And I don't doubt that preheating helps prevent engine wear. I also preheat just to make starting easier.

But come on! I have read and heard this "500 hours of normal cruise wear" thing from him, and from various other people, for years. I cannot find a shred of evidence supporting the claim. At this point I think it's just an OWT.

I also think it's pretty much self-evidently wrong, at least for any temp above an Alaska deep freeze -- or else any number of hard-ridden flight school aircraft would have the equivalent of 337,000 hours since TBO.

But I am certainly ready to sit corrected! Is anyone aware of any support for this oft-repeated 500-hour claim?
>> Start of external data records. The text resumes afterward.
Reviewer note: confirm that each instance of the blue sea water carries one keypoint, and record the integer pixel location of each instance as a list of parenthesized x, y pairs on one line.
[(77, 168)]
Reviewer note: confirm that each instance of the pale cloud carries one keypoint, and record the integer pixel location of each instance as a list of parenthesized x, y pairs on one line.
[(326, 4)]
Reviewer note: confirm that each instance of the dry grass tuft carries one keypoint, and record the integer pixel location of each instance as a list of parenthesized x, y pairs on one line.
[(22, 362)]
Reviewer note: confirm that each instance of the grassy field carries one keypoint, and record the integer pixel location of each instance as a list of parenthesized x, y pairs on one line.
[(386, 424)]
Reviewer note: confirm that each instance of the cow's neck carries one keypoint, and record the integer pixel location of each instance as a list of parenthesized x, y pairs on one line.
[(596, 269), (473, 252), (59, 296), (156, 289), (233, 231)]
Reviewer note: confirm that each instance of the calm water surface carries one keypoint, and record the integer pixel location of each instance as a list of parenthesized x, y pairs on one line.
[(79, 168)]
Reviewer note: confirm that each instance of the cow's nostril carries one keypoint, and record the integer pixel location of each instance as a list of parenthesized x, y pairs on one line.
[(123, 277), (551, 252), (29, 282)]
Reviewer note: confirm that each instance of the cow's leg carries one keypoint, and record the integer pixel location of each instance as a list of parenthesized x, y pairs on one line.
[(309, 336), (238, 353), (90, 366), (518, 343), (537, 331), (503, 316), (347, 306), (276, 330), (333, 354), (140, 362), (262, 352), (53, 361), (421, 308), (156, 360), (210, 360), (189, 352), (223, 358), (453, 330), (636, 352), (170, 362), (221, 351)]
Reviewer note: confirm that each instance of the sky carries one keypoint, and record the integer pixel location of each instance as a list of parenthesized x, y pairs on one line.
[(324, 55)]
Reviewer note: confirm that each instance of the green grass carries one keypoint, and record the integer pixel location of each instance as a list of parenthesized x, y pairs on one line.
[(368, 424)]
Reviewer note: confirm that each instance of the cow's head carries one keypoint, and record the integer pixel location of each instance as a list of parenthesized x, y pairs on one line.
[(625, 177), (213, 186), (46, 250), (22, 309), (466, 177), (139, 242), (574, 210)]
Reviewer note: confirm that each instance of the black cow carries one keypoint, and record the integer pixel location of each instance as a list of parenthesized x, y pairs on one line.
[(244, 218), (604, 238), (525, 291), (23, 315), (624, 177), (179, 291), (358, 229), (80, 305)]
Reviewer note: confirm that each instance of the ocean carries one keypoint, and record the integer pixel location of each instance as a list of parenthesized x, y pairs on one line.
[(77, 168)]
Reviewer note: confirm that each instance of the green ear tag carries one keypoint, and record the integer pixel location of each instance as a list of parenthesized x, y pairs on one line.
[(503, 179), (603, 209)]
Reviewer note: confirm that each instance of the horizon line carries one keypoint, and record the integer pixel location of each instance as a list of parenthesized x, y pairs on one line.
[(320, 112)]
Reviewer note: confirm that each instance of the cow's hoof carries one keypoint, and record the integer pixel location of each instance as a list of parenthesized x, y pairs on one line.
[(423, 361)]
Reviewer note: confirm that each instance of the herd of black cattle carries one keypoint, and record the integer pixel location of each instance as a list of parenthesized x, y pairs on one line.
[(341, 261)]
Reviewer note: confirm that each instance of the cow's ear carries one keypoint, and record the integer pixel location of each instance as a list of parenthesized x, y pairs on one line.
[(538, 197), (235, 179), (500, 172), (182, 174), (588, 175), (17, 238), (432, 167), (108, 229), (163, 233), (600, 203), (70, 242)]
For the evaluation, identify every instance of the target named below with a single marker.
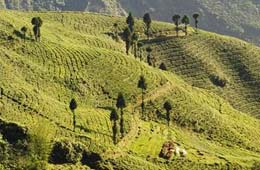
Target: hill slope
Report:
(77, 59)
(235, 18)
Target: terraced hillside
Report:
(77, 58)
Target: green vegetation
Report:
(217, 126)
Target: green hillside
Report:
(76, 58)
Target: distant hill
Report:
(211, 81)
(230, 17)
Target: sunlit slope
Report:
(198, 57)
(77, 59)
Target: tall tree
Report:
(139, 46)
(135, 39)
(121, 104)
(116, 31)
(130, 22)
(176, 19)
(149, 56)
(127, 36)
(73, 107)
(186, 21)
(168, 107)
(196, 19)
(148, 22)
(37, 22)
(142, 85)
(24, 31)
(114, 117)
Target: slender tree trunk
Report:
(196, 25)
(74, 120)
(142, 103)
(168, 117)
(114, 132)
(135, 50)
(147, 31)
(122, 123)
(177, 30)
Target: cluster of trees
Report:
(131, 37)
(186, 21)
(37, 23)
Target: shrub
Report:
(218, 81)
(12, 132)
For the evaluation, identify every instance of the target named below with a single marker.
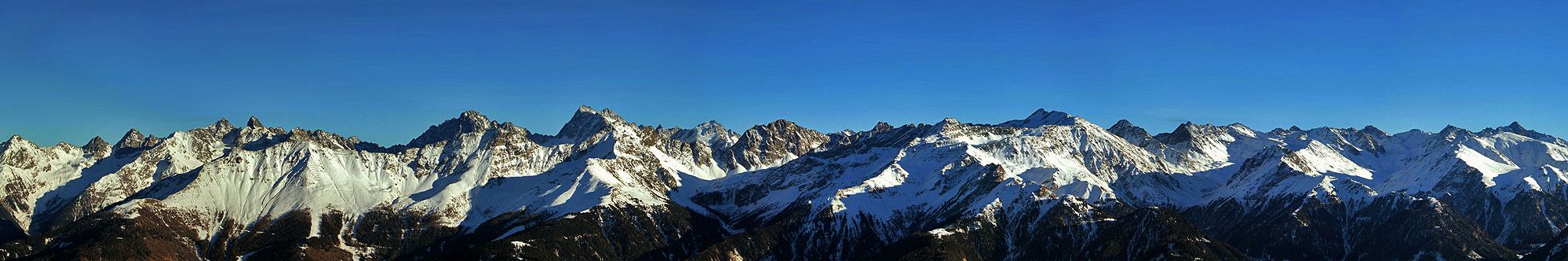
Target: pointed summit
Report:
(1131, 133)
(587, 123)
(946, 122)
(1517, 128)
(1374, 131)
(223, 123)
(97, 149)
(1183, 133)
(254, 123)
(709, 133)
(1043, 117)
(466, 123)
(132, 139)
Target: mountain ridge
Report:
(472, 185)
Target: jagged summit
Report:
(221, 123)
(465, 123)
(1374, 131)
(1043, 117)
(254, 123)
(97, 147)
(709, 133)
(947, 122)
(587, 123)
(132, 139)
(1131, 133)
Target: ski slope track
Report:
(1048, 186)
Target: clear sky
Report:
(388, 70)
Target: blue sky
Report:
(386, 70)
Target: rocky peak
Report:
(1128, 130)
(97, 147)
(466, 123)
(223, 123)
(1045, 119)
(769, 144)
(1517, 128)
(1131, 133)
(254, 123)
(949, 122)
(881, 127)
(1374, 131)
(1181, 134)
(587, 123)
(709, 133)
(135, 139)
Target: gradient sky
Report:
(388, 70)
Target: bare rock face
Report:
(769, 145)
(1049, 186)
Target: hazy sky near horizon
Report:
(386, 70)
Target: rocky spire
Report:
(97, 147)
(132, 139)
(585, 123)
(1131, 133)
(709, 133)
(1374, 131)
(466, 123)
(254, 123)
(223, 123)
(1045, 119)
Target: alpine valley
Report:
(1049, 186)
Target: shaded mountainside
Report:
(1049, 186)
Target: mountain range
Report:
(1049, 186)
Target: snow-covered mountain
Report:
(1048, 186)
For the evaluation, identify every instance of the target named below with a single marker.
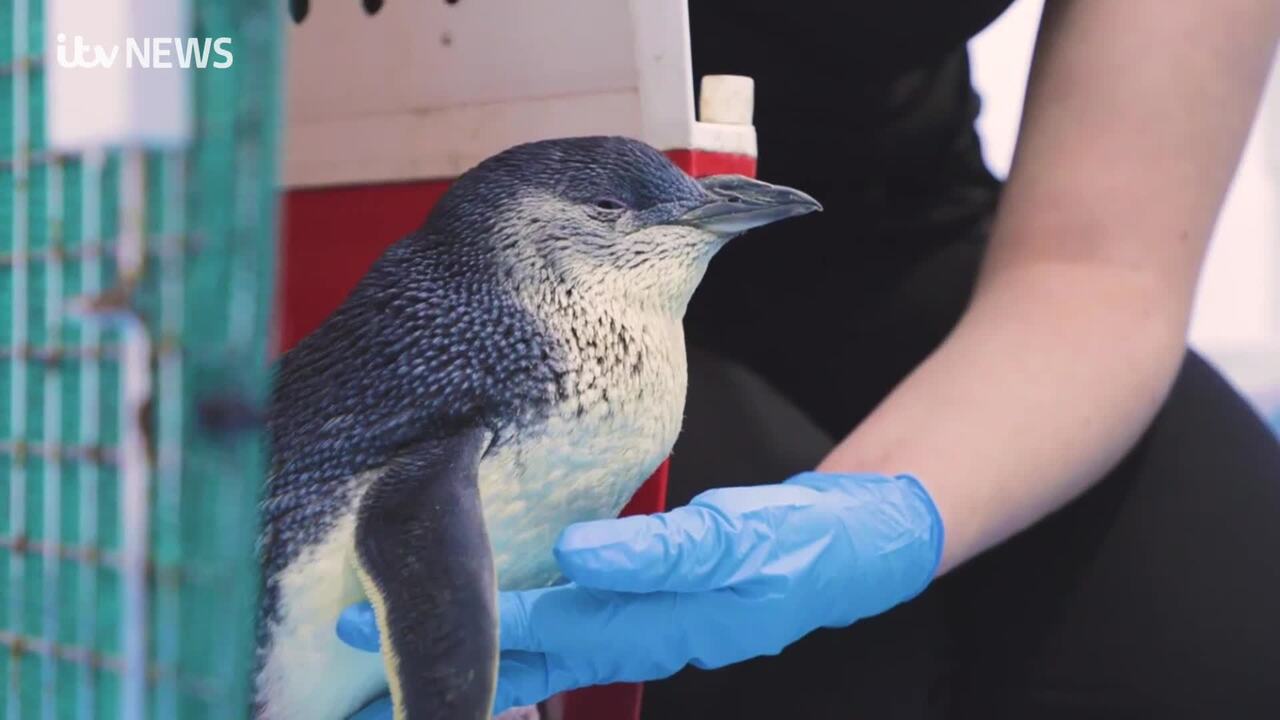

I do acknowledge the somewhat dogmatic approach in a lot of what Mike Busch writes. OTOH, I'm confident that his aircraft engine knowledge vastly exceeds mine. That, coupled with the fact that the perils of cold weather starting any internal combustion are well-known and often-reported (google returns 200 million hits) leads me to take his recommendations on the subject at face value. Others who are smarter than I may feel justified in refuting his assertions, but his observations make perfect sense to me so I'm comfortable incorporating his opinions into my own dogma.
 
True

I certainly agree that it's hard to go wrong with following his advice on preheating, my point was only that his justifying data seems... extremely suspect.

Oddly enough, I also follow his advice regarding Lycoming CHTs (e.g. he says it's okay to run Lycoming cylinders at 400 degrees) and people think I'm crazy. :D

I do acknowledge the somewhat dogmatic approach in a lot of what Mike Busch writes. OTOH, I'm confident that his aircraft engine knowledge vastly exceeds mine. That, coupled with the fact that the perils of cold weather starting any internal combustion are well-known and often-reported (google returns 200 million hits) leads me to take his recommendations on the subject at face value. Others who are smarter than I may feel justified in refuting his assertions, but his observations make perfect sense to me so I'm comfortable incorporating his opinions into my own dogma.
 
They look like very good devices, but hard to know if they will fit under your cowl. I doubt they would fit under mine.

I bought a pair of these "mini desktop heaters", available from all your favorite Chinese product suppliers like Aliexpress and Amazon:

https://www.amazon.com/Safety-Energy-saving-Portable-Desktop-Electric/dp/B09GYJZJCJ/

I stuff them between the exhaust pipes, have them connected to a remote power plug, and I turn it on a few hours before flying, and my entire engine compartment is warm even on the coldest below freezing days. I have cowl plugs and a moving blanket over the cowl to try to hold the heat in, and to keep the bird droppings off the paint.

Not as sexy as the hornets, but smaller and cheaper.
Can you provide a picture of this setup? Also, can you give an example of the remote power plug that you use?
 
Can you provide a picture of this setup? Also, can you give an example of the remote power plug that you use?
Sure - I just put these two little heaters in the bottom of the cowl. The fit perfectly between the two exhaust pipes.

They are plugged into a Tapo remotely activated power plug which is connected to my hangar wifi, with a Y splitter to give me two outlets.